Clinical Reference / Dermatology Practical & Conceptual / October 2013 | Volume 3, No. 4 / The relevance of recognizing clinical and morphologic features of pityriasis lichenoides: clinicopathological study of 29 cases

The relevance of recognizing clinical and morphologic features of pityriasis lichenoides: clinicopathological study of 29 cases

October 2013 | Volume 3, No. 4

Jandrei Rogério Markus1, Vânia Oliveira Carvalho2, Monica Nunes Lima3, Kerstin Taniguchi
Abagge2, Alexandre Nascimento4, Betina Werner4

1 Division of Pediatrics, ITPAC-Porto Nacional, Tocantins, Brazil

2 Division of Pediatric Dermatology, Clinical Hospital of the Federal University of Paraná (UFPR), Curitiba, Brazil

3 Division of Statistics, Department of Pediatrics, Clinical Hospital of the Federal University of Paraná (UFPR), Curitiba, Brazil

4 Division of Medical Pathology, Federal University of Paraná (UFPR), Curitiba, Brazil

Key words:  pityriasis lichenoides, child, pityriasis lichenoides et varioliformis acuta, pityriasis lichenoides chronica

Citation: Markus JR, Carvalho VO, Lima MN, Abagge KT, Nascimento A, Werner B. The relevance of recognizing clinical and morphologic features of pityriasis lichenoides: clinicopathological study of 29 cases. Dermatol Pract Conc. 2013;3(4):2.

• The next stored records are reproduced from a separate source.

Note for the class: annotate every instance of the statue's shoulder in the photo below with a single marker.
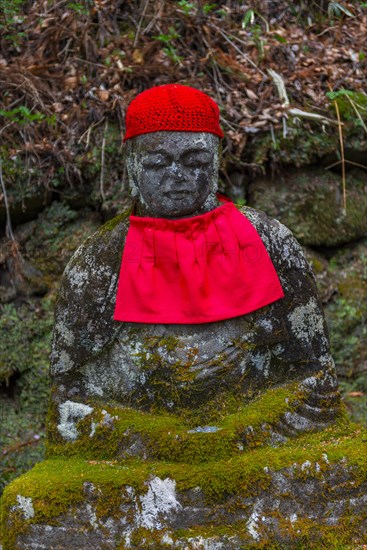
(96, 250)
(85, 305)
(283, 248)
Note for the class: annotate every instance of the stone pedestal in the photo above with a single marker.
(223, 436)
(138, 480)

Received: March 11, 2013; Accepted: July 9, 2013;   Published: October 31, 2013

Copyright: ©2013 Markus et al. This is an open-access article distributed under the terms of the Creative Commons Attribution License, which permits unrestricted use, distribution, and reproduction in any medium, provided the original author and source are credited.

Funding: None.

Competing interests: The authors have no conflicts of interest to disclose.

All authors have contributed significantly to this publication.

Corresponding author:  Vânia Oliveira de Carvalho, Rua Richard Strauss 62, Vista Alegre. Curitiba, CEP: 80820-110, Paraná, Brazil. Tel/Fax. +55 (41) 335-3477. Email:


Background: Pityriasis lichenoides (PL) is a lymphoproliferative disease of unknown origin; its diagnosis is based on clinical characteristics and confirmed by histology.

Objectives: To describe clinical and histological features of PL in 29 pediatric patients.

Materials and Methods: Retrospective descriptive study of children (patients less than 15 years old) diagnosed with PL between 1986 and 2010 at a Reference Service in Pediatric Dermatology from South Brazil.

Results: Twenty-nine PL cases were found by chart review in 24 years. Mean age of diagnosis was 8 years (22 to 178 months) and a mean time of diagnosis was 13.8 months (1 to 120 months). Twenty cases (69%) were male. Seasonal correlation was found with colder months in 62% of cases (p< 0.01). Clinical diagnosis was pityriasis lichenoides chronica (PLC) in 25 cases, and pityriasis lichenoides et varioliformis acuta (PLEVA) in four. Itching was the main reported symptom occurring in 13 (45%). Fourteen cases had been histologically evaluated. In six, microscopic findings were consistent with PLC, in four consistent with PLEVA, and four biopsies exhibited mixed characteristics of both forms. Concordance between clinical and histological diagnosis was seen in most cases.

Conclusion: PL occurs in children and young adults, more commonly in males, and during cold months. PLC was the more frequent clinicohistologic form, and necrotic lesions characterized PLEVA. Associating clinical and histological findings is important for differentiating between PLC and PLEVA diagnosis.


Pityriasis lichenoides (PL) is one group of inflammatory skin diseases which includes pityriasis lichenoides et varioliformis acuta (PLEVA), ulceronecrotic febrile Mucha-Habermann disease (a subtype of PLEVA which presents fever with ulcerated and necrotic lesions and other systemic symptoms), and pityriasis lichenoides chronica (PLC) [1,2].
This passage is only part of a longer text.